Update Datenschutz Nr. 135

Online Marketing nach dem Digital Services Act

Bislang ergaben sich die Regeln für Online-Marketing vorwiegend durch die DSGVO, das TTDSG und das UWG. Zusätzlich muss man sich in der Praxis nun auch mit Art. 25 und 26 des DSA auseinandersetzen. Diese treten zwar erst Anfang 2024 in Kraft, enthalten jedoch auch erhebliche neue Anforderungen, mit den man sich frühzeitig auseinandersetzen sollte. Über den DSA allgemein haben wir bereits berichtet, insbesondere auch zu den frühen Umsetzungsfristen im Februar 2023.

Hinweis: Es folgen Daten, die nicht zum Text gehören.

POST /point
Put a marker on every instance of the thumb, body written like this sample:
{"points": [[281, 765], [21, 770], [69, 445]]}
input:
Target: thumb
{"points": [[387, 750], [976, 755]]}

Neue Regeln gelten nur für „Online-Plattformen“

Die neuen Anforderungen an Werbung verpflichten nicht jedes Unternehmen, sondern nur Anbieter von „Online-Plattformen“. Online-Plattformen sind grob gesprochen alle Apps und Webseiten, die User Generated Content aufweisen. In der Sprache des DSA wird dies wie folgt formuliert: Eine „Online-Plattform [ist ein] Hostingdienst, der im Auftrag eines Nutzers Informationen speichert und öffentlich verbreitet“. Praxisbeispiele für Online-Plattformen im Sinne des DSA sind damit:
 

  • Social Media Provider und die Anbieter eines eigenen Bereiches innerhalb eines Social-Media Angebots (z. B. Betreiber einer Facebook-Fanpages)
  • Anbieter von Online Foren
  • Anbieter von Webseiten mit umfangreicher Kommentierungs- und Bewertungsoption (sowohl die Portale der klassischen Medien als auch Bewertungsportale)
  • Appstores

Der Begriff „Information“ wird im Übrigen im DSA nicht definiert. Daher ist unklar, ob nur „textliche Informationen“ gelten oder auch User Generated Content in Form von Bildern, Videos oder etwa auch Spieleinheiten (z. B. bei Plattformen wie Roblox) oder insgesamt sämtliche Metaverse-Portale erfasst sind.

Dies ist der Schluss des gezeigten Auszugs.